Cuando llegué a casa después de mi viaje, la mano de Ingrid se notaba por todas partes. Había cambiado cosas de sitio, añadido nuevas, y modificado ligeramente los espacios, lo suficiente para que se notase, diría yo. De forma natural todo era diferente, el habitual desorden de libros y papeles que suelo tener, estaba desaparecido. Había plantas nuevas en el jardín, y ramos silvestres por toda la casa. Ingrid me recibió como si llevara aquí toda la vida, y de forma inocente me preguntaba abiertamente si me molestaban que hubiera cambiado algunas cosas. En realidad no me molestaba, sino fuera por la inquietud que se fue apoderando de mí. Ingrid, vestía mi ropa de estar por casa, incluso unas viejas botas que yo utilizaba para andar por la huerta, ahora calzaban sus pies. Dormía en mi cama alegando que la habitación era más alegre que la otra, e incluso componía inocentes versos y cuentos. Yo me empezaba a sentir como desdibujado, tenía la sensación de irme borrando poco a poco. Me preguntaba, o más bien, intentaba convencerme de que todo esto no era más que la consecuencia de mi prolongada soledad. Hasta que recordé los años que Ingrid vivió con Rafael en la Masía. Allí estaba la clave. Recuerdo que ella también vestía con las ropas de él, y que cada vez que nos veíamos su compañero estaba más apagado, como translúcido, hasta que desapareció sin dejar rastro. Todos pensamos que había vuelto a Francia, donde nació, pero...

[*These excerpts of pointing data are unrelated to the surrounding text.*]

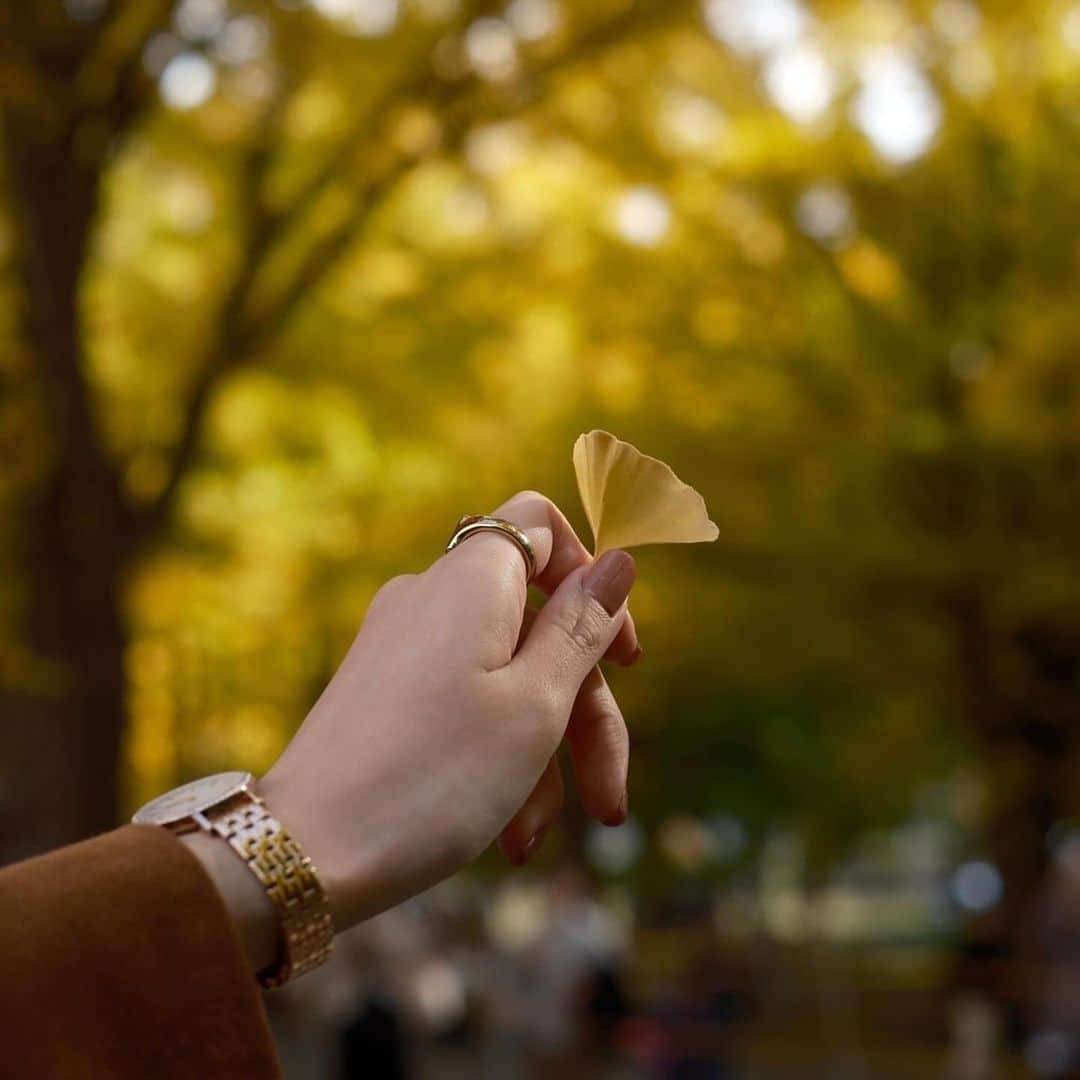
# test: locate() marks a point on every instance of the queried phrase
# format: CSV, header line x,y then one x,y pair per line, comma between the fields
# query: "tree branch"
x,y
242,331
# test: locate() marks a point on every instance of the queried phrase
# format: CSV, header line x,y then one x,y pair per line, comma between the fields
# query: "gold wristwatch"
x,y
226,806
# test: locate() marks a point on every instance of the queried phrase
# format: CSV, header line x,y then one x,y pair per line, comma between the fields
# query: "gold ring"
x,y
472,524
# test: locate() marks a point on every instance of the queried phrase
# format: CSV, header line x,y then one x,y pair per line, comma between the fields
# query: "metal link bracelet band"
x,y
288,878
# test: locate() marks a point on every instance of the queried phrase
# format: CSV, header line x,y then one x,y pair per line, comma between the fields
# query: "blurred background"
x,y
287,287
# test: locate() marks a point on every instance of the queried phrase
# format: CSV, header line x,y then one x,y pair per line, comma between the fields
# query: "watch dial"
x,y
199,795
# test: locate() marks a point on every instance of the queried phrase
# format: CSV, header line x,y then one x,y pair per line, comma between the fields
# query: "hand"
x,y
440,728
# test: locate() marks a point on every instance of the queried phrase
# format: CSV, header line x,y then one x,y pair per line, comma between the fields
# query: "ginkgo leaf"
x,y
632,499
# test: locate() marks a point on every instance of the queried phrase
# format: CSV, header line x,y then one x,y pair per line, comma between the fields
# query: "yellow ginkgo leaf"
x,y
632,499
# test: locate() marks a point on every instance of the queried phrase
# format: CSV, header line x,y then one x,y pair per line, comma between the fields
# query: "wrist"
x,y
250,908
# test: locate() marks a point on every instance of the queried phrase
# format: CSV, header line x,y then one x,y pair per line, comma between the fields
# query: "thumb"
x,y
578,624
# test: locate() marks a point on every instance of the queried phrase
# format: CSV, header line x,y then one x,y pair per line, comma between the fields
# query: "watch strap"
x,y
288,878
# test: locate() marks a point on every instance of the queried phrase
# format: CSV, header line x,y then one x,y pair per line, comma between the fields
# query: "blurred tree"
x,y
78,89
388,259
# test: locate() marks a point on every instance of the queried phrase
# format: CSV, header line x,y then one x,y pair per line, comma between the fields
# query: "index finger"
x,y
557,550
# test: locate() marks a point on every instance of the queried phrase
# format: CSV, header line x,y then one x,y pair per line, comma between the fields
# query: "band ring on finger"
x,y
473,524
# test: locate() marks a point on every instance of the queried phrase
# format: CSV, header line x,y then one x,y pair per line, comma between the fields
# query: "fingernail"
x,y
609,579
530,849
619,817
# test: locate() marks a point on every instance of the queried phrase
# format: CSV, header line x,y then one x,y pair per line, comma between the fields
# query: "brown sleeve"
x,y
118,959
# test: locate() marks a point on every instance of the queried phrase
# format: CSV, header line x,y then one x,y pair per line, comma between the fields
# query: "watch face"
x,y
199,795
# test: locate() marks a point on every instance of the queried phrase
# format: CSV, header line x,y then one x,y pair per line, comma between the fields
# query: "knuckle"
x,y
589,631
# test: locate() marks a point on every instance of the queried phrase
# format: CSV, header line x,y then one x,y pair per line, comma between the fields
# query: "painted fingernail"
x,y
619,817
609,579
530,849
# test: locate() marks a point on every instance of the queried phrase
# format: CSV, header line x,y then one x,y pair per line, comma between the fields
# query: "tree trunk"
x,y
63,731
63,725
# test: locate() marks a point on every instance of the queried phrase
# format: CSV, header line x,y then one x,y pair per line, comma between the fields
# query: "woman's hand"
x,y
439,731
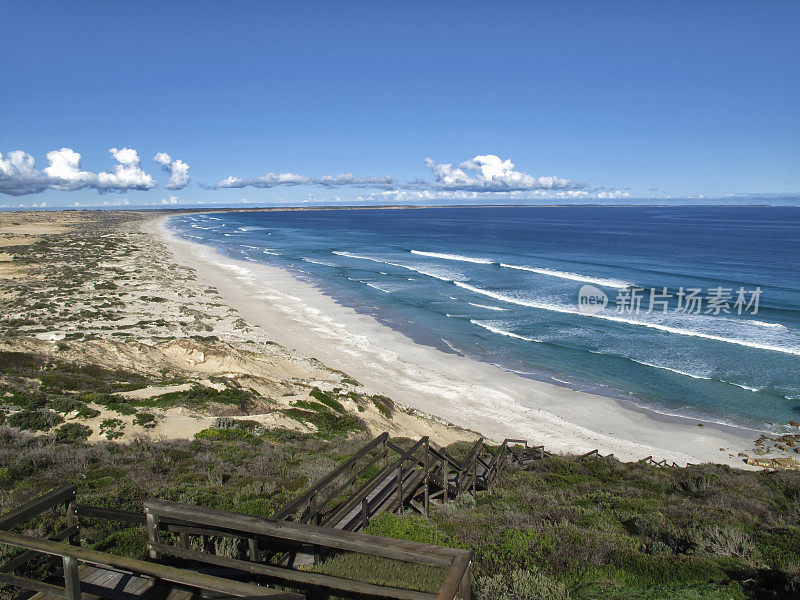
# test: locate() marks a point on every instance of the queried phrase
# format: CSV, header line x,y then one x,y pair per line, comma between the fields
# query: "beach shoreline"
x,y
468,393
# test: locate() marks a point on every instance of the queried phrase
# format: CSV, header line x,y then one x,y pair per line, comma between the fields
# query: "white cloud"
x,y
177,169
65,171
328,181
488,173
18,174
128,173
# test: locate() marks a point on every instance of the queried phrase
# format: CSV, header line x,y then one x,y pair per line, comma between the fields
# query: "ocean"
x,y
693,311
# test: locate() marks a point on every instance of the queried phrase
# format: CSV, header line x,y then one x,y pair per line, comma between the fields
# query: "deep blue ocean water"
x,y
501,285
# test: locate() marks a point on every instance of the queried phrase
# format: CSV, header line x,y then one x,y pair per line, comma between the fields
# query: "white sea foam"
x,y
380,289
425,272
765,324
486,306
319,262
606,317
458,257
679,372
744,387
500,331
615,283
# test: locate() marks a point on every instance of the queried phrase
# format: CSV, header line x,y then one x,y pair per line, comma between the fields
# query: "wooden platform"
x,y
109,584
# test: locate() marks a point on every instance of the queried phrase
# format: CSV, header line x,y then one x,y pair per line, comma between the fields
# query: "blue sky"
x,y
644,99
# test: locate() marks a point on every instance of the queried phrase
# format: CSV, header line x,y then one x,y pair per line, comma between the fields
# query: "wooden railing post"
x,y
400,487
364,513
72,581
313,517
465,587
151,523
427,496
72,520
445,478
252,549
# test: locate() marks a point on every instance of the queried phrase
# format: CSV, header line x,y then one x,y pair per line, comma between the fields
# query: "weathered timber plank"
x,y
300,577
167,573
300,532
38,505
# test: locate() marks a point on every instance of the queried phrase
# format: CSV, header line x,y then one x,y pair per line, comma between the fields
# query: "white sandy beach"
x,y
471,394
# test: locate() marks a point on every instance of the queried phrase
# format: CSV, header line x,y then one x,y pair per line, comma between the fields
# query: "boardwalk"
x,y
326,519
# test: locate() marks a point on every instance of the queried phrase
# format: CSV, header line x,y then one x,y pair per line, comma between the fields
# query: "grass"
x,y
198,396
329,425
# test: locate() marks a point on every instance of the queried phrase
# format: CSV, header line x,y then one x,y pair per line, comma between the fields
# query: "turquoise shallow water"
x,y
501,284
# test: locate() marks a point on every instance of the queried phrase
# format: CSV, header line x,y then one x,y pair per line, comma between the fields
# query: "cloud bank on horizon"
x,y
19,176
486,175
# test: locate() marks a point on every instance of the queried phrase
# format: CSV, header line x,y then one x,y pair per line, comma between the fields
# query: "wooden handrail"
x,y
97,512
362,493
62,495
303,498
326,537
298,577
140,567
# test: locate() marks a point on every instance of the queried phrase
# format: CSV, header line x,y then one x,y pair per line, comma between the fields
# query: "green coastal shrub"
x,y
86,412
328,424
520,585
112,428
145,419
65,404
122,408
327,400
35,420
199,396
73,433
212,433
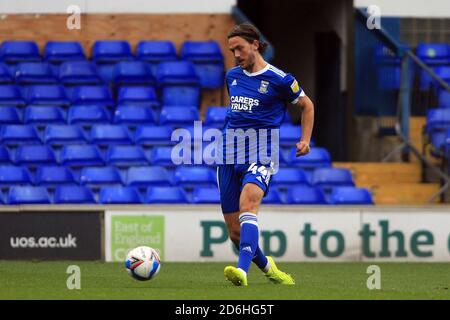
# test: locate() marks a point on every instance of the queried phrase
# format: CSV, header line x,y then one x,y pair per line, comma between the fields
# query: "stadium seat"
x,y
28,195
134,115
153,135
106,134
330,177
19,134
195,176
350,196
81,155
44,115
5,157
95,176
166,195
5,75
73,195
126,156
73,73
51,176
142,96
317,157
47,95
58,135
11,95
162,156
148,176
35,155
208,62
88,115
57,52
179,116
288,177
305,195
19,51
9,115
28,73
12,175
181,96
92,95
177,73
107,51
205,195
215,116
132,73
119,195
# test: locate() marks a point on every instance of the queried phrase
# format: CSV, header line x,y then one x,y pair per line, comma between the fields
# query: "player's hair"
x,y
250,33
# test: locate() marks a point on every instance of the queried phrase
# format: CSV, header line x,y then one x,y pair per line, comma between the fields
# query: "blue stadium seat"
x,y
288,177
272,197
126,156
166,195
177,73
44,115
119,195
5,74
11,95
73,195
350,196
28,195
181,96
9,115
106,134
47,95
81,155
316,158
35,73
88,115
107,51
153,135
58,135
195,176
35,155
92,95
5,157
444,99
205,195
215,116
19,51
305,195
148,176
162,156
12,175
79,73
100,176
51,176
134,115
178,116
60,51
19,134
330,177
132,73
142,96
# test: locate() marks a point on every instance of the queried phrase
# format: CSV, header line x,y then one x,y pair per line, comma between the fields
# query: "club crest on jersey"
x,y
263,86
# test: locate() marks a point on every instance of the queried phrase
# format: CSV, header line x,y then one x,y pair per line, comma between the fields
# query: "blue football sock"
x,y
249,240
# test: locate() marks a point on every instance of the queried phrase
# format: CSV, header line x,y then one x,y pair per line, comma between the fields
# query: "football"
x,y
143,263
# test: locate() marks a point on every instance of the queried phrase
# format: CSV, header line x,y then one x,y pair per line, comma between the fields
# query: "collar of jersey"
x,y
252,74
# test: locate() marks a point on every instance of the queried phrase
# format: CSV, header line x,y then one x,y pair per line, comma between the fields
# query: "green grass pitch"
x,y
99,280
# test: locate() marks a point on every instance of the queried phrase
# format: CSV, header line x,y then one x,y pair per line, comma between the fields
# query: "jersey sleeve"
x,y
290,89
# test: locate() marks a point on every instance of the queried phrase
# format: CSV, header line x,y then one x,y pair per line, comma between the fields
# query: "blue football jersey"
x,y
257,101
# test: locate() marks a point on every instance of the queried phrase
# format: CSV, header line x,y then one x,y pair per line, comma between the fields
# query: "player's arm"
x,y
307,111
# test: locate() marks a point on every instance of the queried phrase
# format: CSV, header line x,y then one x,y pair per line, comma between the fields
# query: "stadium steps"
x,y
391,183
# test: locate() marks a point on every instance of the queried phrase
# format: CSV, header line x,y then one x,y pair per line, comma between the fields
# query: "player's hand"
x,y
302,148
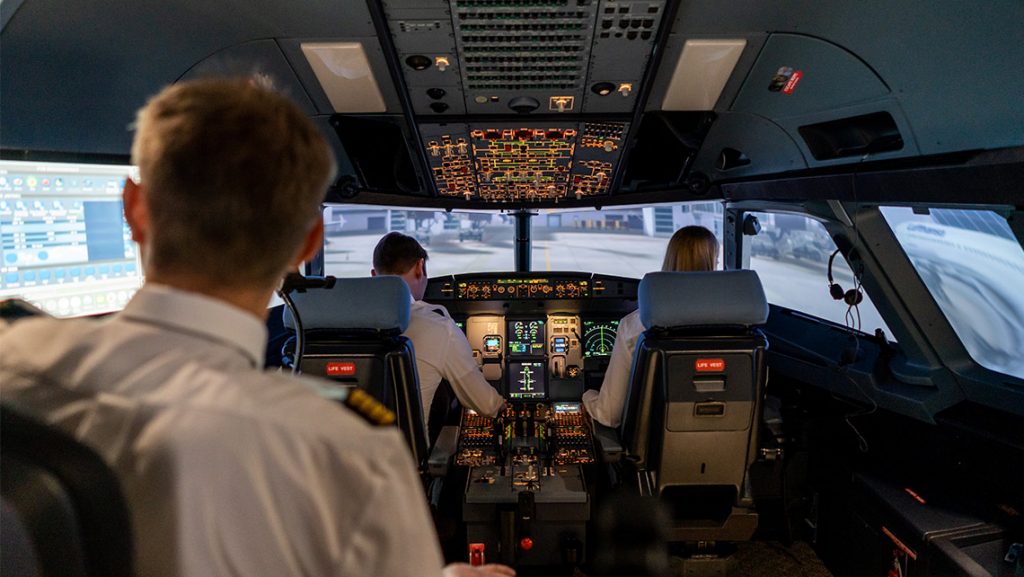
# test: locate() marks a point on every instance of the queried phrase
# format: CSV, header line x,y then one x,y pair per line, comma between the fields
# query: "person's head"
x,y
231,179
400,254
691,248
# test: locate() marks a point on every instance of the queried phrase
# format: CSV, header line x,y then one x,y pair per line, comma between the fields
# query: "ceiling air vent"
x,y
856,135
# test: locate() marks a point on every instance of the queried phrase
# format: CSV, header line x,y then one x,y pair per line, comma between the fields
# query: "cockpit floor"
x,y
771,559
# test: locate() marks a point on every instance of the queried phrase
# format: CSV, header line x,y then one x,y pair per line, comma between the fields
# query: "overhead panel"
x,y
581,59
512,162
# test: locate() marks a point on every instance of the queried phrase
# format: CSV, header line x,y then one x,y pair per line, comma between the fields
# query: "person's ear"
x,y
312,244
136,210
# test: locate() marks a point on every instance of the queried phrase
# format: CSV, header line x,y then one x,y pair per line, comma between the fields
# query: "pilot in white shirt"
x,y
441,349
690,248
228,470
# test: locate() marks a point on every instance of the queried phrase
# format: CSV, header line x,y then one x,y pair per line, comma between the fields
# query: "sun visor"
x,y
700,74
344,73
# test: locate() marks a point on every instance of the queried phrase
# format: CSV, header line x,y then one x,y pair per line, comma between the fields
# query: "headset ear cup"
x,y
853,297
836,291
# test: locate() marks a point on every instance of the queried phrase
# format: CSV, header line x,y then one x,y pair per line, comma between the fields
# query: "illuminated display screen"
x,y
599,337
567,408
522,288
492,344
559,344
525,337
527,380
65,245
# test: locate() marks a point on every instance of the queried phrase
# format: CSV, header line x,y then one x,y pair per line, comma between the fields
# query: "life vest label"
x,y
710,365
340,369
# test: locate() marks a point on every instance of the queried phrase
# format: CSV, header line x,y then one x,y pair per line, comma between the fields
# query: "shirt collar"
x,y
202,316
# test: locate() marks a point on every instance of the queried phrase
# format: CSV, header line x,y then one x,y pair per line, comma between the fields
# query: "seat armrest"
x,y
444,448
608,443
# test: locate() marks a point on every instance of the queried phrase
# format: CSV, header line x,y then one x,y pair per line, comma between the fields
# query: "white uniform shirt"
x,y
442,352
228,470
606,406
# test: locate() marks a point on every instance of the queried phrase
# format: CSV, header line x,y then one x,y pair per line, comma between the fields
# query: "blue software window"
x,y
65,245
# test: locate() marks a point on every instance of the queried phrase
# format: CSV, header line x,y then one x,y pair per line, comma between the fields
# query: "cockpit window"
x,y
974,268
791,254
457,242
624,241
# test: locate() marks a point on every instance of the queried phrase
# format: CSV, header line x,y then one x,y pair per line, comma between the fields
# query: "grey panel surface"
x,y
829,78
767,146
259,57
955,69
73,74
674,49
292,47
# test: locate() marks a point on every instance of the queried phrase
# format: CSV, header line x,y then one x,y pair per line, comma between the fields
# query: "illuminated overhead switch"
x,y
560,104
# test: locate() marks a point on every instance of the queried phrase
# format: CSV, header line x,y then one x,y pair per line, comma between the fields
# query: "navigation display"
x,y
525,337
599,337
65,245
527,379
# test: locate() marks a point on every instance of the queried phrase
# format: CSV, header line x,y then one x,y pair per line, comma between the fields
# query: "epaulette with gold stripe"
x,y
369,408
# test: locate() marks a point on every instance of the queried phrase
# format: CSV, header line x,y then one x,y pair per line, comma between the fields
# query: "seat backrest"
x,y
698,374
65,500
353,338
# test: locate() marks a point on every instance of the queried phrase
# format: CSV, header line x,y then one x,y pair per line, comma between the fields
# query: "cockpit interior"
x,y
861,165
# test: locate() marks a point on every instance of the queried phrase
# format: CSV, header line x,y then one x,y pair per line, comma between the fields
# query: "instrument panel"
x,y
599,337
523,162
522,288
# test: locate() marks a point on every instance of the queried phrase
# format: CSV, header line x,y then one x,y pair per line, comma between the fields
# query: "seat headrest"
x,y
688,299
376,302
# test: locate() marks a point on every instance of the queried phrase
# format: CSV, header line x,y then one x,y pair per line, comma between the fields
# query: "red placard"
x,y
710,365
340,369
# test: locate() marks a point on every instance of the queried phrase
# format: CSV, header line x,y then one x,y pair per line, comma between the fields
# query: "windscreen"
x,y
65,245
974,268
623,241
457,242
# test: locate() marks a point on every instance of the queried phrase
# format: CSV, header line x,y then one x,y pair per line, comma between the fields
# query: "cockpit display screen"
x,y
527,379
525,337
599,337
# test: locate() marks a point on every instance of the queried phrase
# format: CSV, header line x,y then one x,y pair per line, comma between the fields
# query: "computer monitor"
x,y
65,245
527,379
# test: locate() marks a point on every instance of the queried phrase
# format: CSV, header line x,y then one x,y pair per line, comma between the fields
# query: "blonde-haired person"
x,y
227,469
690,249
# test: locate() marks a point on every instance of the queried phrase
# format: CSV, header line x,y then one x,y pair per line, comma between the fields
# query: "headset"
x,y
852,297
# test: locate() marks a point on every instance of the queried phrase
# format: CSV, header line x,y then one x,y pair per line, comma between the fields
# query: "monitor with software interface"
x,y
65,245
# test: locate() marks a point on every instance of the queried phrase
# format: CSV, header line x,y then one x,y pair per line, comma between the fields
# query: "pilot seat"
x,y
352,334
64,513
690,423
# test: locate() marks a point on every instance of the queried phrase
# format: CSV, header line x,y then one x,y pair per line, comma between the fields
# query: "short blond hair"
x,y
235,175
691,248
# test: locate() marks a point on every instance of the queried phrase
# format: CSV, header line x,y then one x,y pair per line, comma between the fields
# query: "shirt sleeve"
x,y
606,406
467,381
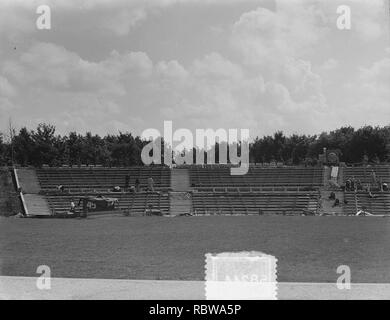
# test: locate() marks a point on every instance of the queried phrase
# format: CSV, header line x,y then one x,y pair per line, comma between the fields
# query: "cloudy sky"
x,y
129,65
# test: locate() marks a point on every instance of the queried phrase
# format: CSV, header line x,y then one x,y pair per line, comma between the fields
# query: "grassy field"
x,y
308,249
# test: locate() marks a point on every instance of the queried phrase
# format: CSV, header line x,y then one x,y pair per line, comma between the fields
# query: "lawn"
x,y
308,249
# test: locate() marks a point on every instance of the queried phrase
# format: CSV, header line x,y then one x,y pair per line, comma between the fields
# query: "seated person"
x,y
332,196
116,189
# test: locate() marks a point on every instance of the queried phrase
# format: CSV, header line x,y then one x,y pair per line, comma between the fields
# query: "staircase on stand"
x,y
35,204
180,198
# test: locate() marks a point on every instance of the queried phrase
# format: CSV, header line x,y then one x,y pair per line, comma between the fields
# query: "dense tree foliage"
x,y
44,146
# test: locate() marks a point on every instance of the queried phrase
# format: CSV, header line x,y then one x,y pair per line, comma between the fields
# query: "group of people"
x,y
135,188
137,185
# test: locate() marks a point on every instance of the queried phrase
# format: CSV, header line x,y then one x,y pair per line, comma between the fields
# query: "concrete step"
x,y
36,205
180,179
28,180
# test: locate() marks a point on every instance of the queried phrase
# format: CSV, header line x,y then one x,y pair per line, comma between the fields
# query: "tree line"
x,y
44,146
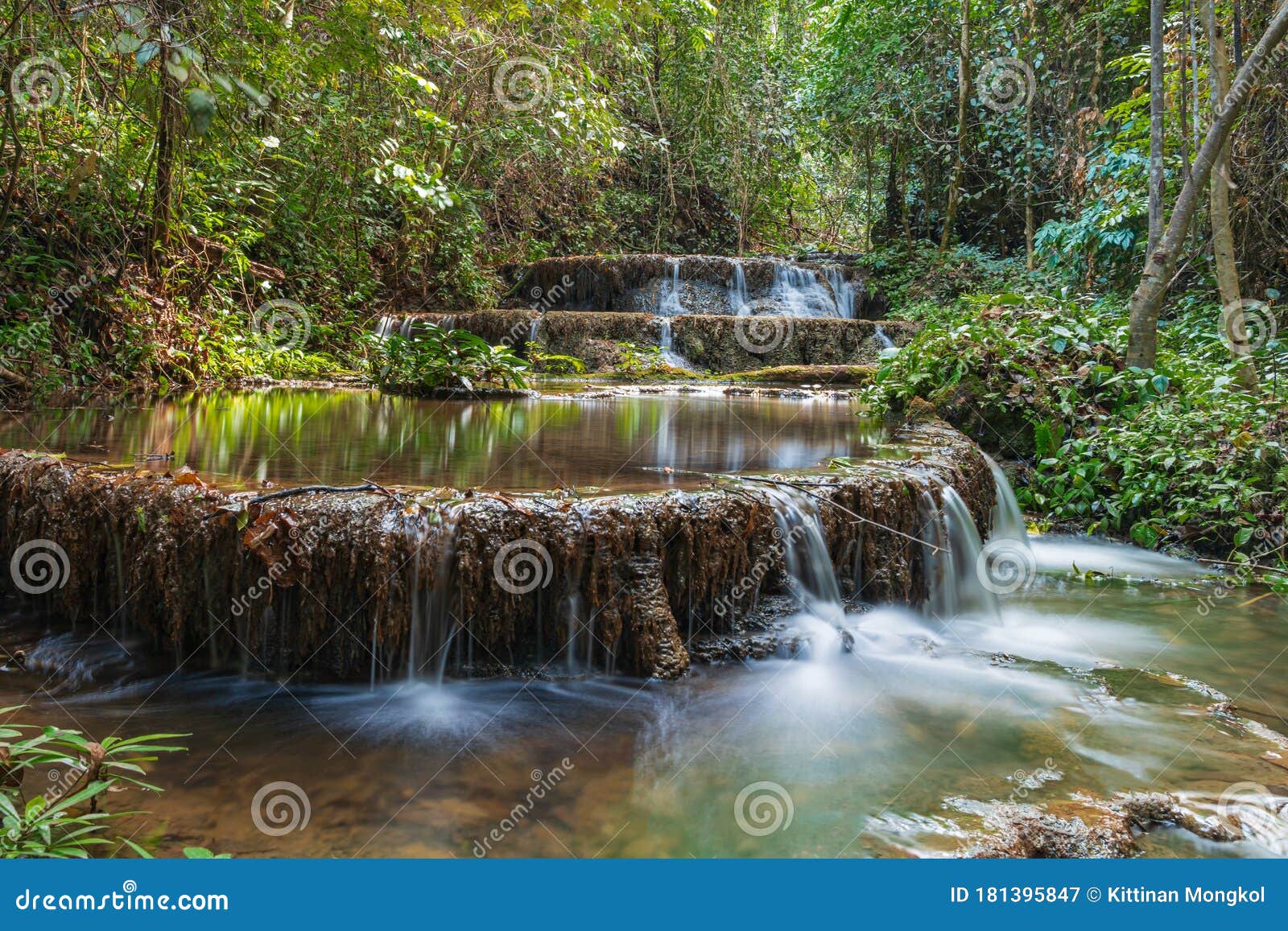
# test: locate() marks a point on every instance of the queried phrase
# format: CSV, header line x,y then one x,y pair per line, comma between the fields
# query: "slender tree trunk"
x,y
1182,76
167,146
893,196
963,101
1219,208
1157,105
1146,302
1030,222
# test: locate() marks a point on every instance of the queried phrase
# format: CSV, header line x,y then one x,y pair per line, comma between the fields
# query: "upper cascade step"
x,y
674,285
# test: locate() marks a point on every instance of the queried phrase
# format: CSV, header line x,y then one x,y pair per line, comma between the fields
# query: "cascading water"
x,y
669,306
669,291
953,566
667,344
433,616
1008,521
738,290
843,291
809,566
800,293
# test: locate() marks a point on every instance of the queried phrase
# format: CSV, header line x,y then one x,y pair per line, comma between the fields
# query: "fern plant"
x,y
52,782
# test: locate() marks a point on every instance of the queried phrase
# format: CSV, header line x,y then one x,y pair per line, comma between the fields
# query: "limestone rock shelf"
x,y
352,586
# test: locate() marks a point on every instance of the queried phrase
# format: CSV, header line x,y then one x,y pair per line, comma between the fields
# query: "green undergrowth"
x,y
1182,454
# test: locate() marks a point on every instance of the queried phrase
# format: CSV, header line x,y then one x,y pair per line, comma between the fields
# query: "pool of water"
x,y
882,748
592,443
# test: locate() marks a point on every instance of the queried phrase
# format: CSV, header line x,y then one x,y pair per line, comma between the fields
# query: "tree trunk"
x,y
1146,302
1157,105
1219,209
1030,222
963,101
167,148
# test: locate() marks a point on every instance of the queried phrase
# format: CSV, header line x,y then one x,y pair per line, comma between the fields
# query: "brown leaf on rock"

Me costó una barbaridad que Ingrid regresara a su vida, de forma sutil, la invitaba a llevarla de vuelta a su casa, pero ella siempre encontraba alguna excusa para quedarse un día más, mientras mi angustia crecía. Al final tuve que recurrir a la ayuda de un amigo, y gracias a él, y a una treta que ideamos entre los dos, por fin me libre de Ingrid.

Ni que decir tiene, que cuando volví a casa, saqué todos los jarrones fuera, y coloqué de nuevo todo como estaba antes, intentando que mis temores desaparecieran. Cuando creí tener todo en su sitio, me senté en el sillón dispuesto a tomarme una cerveza fría respirando aliviado. Entonces, y con un escalofrío recorriéndome la espalda, me percaté de que Ingrid se había llevado mis botas puestas, y que mis pies, parecía haber menguado un par de números.


A la chica solitaria de la calle Llíria, que me inspiró.




Yorick.

1 comentario:

Anónimo dijo...

Esta mañana me desperté recitando la estrofa final del Diálogo entre el yo y el alma, de Willian Butler Yeats:
"Me contenta seguir hasta su fuente/todo evento en acción o pensamiento./ ¡Medirlo todo; perdonármelo todo! Cuando así me libero del arrepentimiento/ fluye tanta dulzura en nuestro pecho/ que debemos reír y debemos cantar,/ pues todo nos bendice, y es bendecido también/ todo cuanto miramos".
Ahora acerco a la boca la bombilla del mate. Un gesto de toda la poesía en las botas.